Becoming, Making, and Completing C.S. Lewis, A Book Review

I am not sure why but I was not expecting to like Harry Lee Poe’s biographical trilogy on C. S. Lewis: Becoming C.S. Lewis, The Making of C.S. Lewis, and The Complete C.S. Lewis. It likely has something to do with the scope of the thing just looking daunting. Or with my growing concern with most recent biographies showing more interest in Lewis’ flaws than enjoying the man himself. And at first I did struggle but quickly began to enjoy and ultimately enjoy and deeply appreciate the work.

The books are nearly exhaustive. Owing to the length of the work it was always a surprise to realize what had been left out. Generally little anecdotes but nothing is lost by the omissions. Poe seems to think there is enough Lewis to go around so he generously leaves things for other biographies to remain interesting with. The books are at their best when Poe is bringing to light new material that had hither to been unavailable or ignored. The first volume, Becoming C.S. Lewis, is a bit of a slog but not for Poe’s lack of writing ability. The reason is simply that young Lewis was, in his own words, “A prig.” But Poe insists, and by the end of the entire series you appreciate him for doing so, that the formative years are essential to suffer understand in order to fully enjoy the man we love. Lewis himself said so and focused his own autobiography largely on these years. Poe humanizes the young Lewis without indulging in the tabloid like reading into letters and journal entries in order to excite the specter of scandal. Which leads to the second trait of the series I appreciated.

Poe does admirable work debunking recent Lewis myths, largely postulated by A.N. Wilson. Unfortunately, while it would appear the damage is done and Wilson fans are more than happy to perpetuate the slanders* Poe does yeoman’s work in putting theses absurd speculations to death. He does not touch on the Lindskoog absurdity, which surprised me but was probably for the best to continue to let her and her bizarre theories fade into the ether. 

A real delight was Poe’s discovery of a lost recording of Lewis sent to Iceland during the British invasion, before control was handed over to the Americans. A delightful find that I hope will be digitized and uploaded to the internet for further listening. Poe wonderfully notes every example of Lewis’ recorded voice along with pointing to other sources and materials that can be accessed by the armature Lewis scholar. It was a real pleasure to find resources that I hither to had been ignorant of and my gratitude is enormous.

While generous to Papist, among other beliefs, Poe is unreservedly Protestant and it shows which was a real pleasure. This brings a clarity to the work criticizing where it is helpful Romansh or Anthroposophist or the occultic beliefs that surrounded Lewis and caused frustrations. This kind of writing is especially clear in contrast to the rapturous way Papism is described by the Zaleski’s in The Fellowship: The Literary Lives of the Inklings.
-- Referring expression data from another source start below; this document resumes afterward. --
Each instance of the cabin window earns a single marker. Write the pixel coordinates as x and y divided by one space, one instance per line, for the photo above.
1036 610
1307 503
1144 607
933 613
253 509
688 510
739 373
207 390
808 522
If there is a weak spot it is that not many of the people jump off the pages. One of the reasons I have such great attachment to Jack by George Sayers is the it conveys the feel of the man. The only character that can not seem but to jump off of the pages of Poe’s work is the old battle ax of Mrs. Moore. And quite frankly it would be hard for her not to do so in any work. Tolkien is more rounded than any other Lewis biographies and that is a feat in itself. While a genius in his own right, Tolkien was not a particularly colorful personality. Poe does a good job of displaying the sometimes odd juxtaposition of Tolkien’s pride and unassuming presence. more blame is put on Tolkien’s work on straining the friendship with fantasy purism and resentment over Lewis’ success than other biographies which usually blame Joy Davidman and Lewis keeping their marriage a secret. 

Second the books can be hard to follow on occasion. In order to make a larger point on a topic Poe will cover expanded periods of time but then the next section will “reset” to a year or so prior. This has the effect of occasionally being disorienting. It happens regularly enough to be a feature which effects the natural flow of the text.

Those two minor criticism aside should not be enough to deter anyone from buying and being throughly educated and edified by the trilogy. While the start was slow going for me they picked up and moved along and a solid pace, never becoming dull.

*At the month of this publishing Trevin Wax of TGC (naturally) repeated the lies in a banal article.